Using the response later when you configure your other web services like so:

crmMeta.CrmAuthenticationToken token = new crmMeta.CrmAuthenticationToken();
token.OrganizationName = this.Organization.OrganizationName;
token.AuthenticationType = Enums.AuthenticationType.AD;
if( ticketResponse != null )
token.CrmTicket = ticketResponse.CrmTicket;

this.metadataService = new crmMeta.MetadataService();
this.metadataService.Url = this.Organization.CrmMetadataServiceUrl;
this.metadataService.CrmAuthenticationTokenValue = token;
this.metadataService.PreAuthenticate = true;
this.metadataService.UseDefaultCredentials = true;

crm.CrmAuthenticationToken token2 = new crm.CrmAuthenticationToken();
token2.OrganizationName = this.Organization.OrganizationName;
token2.AuthenticationType = Enums.AuthenticationType.AD;
if (ticketResponse != null)
token2.CrmTicket = ticketResponse.CrmTicket;

this.crmService = new crm.CrmService();
this.crmService.Url = this.Organization.CrmServiceUrl;
this.crmService.CrmAuthenticationTokenValue = token2;
this.crmService.PreAuthenticate = true;
this.crmService.UseDefaultCredentials = true;


Now, you should be able to call the web services with impersonation to other CRM accounts...

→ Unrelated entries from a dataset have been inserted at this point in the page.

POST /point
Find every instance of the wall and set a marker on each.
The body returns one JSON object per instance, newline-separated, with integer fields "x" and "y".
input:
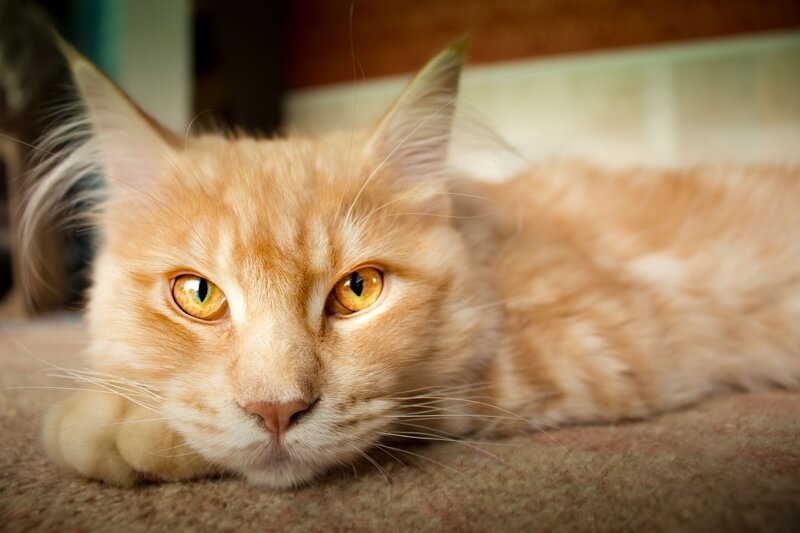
{"x": 731, "y": 100}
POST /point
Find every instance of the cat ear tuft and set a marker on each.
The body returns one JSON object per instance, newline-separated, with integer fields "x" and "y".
{"x": 131, "y": 145}
{"x": 415, "y": 133}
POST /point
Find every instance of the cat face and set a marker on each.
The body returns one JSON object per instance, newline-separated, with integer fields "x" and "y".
{"x": 274, "y": 227}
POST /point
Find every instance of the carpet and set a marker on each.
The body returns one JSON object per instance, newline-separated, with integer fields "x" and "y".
{"x": 731, "y": 463}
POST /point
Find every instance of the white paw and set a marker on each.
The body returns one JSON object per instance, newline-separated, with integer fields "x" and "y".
{"x": 106, "y": 437}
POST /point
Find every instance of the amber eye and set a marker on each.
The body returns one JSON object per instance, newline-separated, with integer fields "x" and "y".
{"x": 199, "y": 297}
{"x": 356, "y": 291}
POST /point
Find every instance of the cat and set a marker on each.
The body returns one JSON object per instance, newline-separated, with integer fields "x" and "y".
{"x": 273, "y": 308}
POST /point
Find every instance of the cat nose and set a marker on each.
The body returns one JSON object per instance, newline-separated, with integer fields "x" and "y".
{"x": 278, "y": 417}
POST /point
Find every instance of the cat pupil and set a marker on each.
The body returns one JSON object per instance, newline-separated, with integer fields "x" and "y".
{"x": 356, "y": 283}
{"x": 202, "y": 290}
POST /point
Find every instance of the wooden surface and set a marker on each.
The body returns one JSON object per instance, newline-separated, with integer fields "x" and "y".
{"x": 397, "y": 36}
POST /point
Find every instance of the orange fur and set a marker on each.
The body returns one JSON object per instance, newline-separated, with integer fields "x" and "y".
{"x": 567, "y": 294}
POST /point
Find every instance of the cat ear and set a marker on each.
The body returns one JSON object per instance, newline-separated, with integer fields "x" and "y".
{"x": 131, "y": 145}
{"x": 415, "y": 133}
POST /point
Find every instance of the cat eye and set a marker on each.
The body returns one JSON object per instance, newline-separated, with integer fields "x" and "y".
{"x": 199, "y": 297}
{"x": 355, "y": 292}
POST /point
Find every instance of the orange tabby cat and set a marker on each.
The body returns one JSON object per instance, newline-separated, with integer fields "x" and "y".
{"x": 272, "y": 308}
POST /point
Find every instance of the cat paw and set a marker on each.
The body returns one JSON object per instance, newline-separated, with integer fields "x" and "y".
{"x": 108, "y": 438}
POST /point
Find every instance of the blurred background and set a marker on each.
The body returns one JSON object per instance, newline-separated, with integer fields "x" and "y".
{"x": 617, "y": 81}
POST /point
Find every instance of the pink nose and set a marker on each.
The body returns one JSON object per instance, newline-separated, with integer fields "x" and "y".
{"x": 278, "y": 417}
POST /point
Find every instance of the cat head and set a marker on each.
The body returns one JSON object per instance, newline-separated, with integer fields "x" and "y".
{"x": 285, "y": 297}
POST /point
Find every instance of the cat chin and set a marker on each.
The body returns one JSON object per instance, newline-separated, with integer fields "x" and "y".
{"x": 282, "y": 477}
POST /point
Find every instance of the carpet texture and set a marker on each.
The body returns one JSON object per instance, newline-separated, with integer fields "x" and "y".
{"x": 730, "y": 464}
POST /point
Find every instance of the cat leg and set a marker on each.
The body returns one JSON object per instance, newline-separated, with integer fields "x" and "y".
{"x": 107, "y": 437}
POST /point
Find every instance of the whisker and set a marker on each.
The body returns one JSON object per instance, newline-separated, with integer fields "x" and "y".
{"x": 400, "y": 450}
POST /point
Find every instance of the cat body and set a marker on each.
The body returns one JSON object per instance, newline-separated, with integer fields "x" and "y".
{"x": 567, "y": 294}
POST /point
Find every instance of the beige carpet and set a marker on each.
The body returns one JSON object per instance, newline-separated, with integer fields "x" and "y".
{"x": 730, "y": 464}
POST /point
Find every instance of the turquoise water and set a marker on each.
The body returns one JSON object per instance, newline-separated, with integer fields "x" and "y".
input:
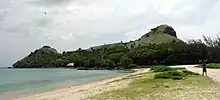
{"x": 14, "y": 82}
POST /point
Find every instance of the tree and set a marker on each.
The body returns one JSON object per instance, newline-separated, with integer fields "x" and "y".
{"x": 125, "y": 61}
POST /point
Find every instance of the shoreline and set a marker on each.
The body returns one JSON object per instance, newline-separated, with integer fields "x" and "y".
{"x": 82, "y": 91}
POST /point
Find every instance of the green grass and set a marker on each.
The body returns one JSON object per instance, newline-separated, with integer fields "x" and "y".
{"x": 175, "y": 82}
{"x": 213, "y": 65}
{"x": 162, "y": 68}
{"x": 151, "y": 89}
{"x": 175, "y": 74}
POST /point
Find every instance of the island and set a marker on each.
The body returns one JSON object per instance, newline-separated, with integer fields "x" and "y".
{"x": 160, "y": 46}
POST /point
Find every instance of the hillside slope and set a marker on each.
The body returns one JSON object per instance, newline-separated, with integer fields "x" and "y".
{"x": 157, "y": 45}
{"x": 158, "y": 35}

Hope this helps you, I sure got stuck on this for a while.

Thanks, Shai.

4 comments:

Matt said...

Hi there,
Thank you for your post. It helped me in my own environment. now trying to access CRM Webservices in the LIVE environment (windows 2008 IIS 7 etc) and getting Unauthorised 401 error. It fails on this call:

RetrieveOrganizationsResponse rr = (RetrieveOrganizationsResponse)ds.Execute(r);

looking at the HTTP logs on the LIVE server, it shows that it is not receiving the domain\Username:

/mscrmservices/2007/AD/CrmDiscoveryService.asmx - 80 - 192.168.120.68

whereas if I access the crm from a browser it returns:

/MSCrmServices/2007/CrmServiceWsdl.aspx - 80 MYDOMAIN\myuseraccount 192.168.120.68

any ideas?

Kevin said...

ds.Credentials = new NetworkCredential(user, passwd, domain);

The above worked for me without using the CrmTicket and without passing user/pass to the org. request.

Rami Heleg said...

Hi,
i try to run web services from plugin. not crm web service my own custom web services and get error 401.
i don't want to use username,password and domain hard coded just to get the Credentials for the current user.
how can i do it..?
thanks
Rami Heleg.
rheleg@hotmail.com

Shai Petel said...

Hi Rami,

Not sure I understand, if you enable impersonation you should be able to get the current user's credentials in your web service.
Not the password though, but you don't need the password.

Let me know if I am missing something.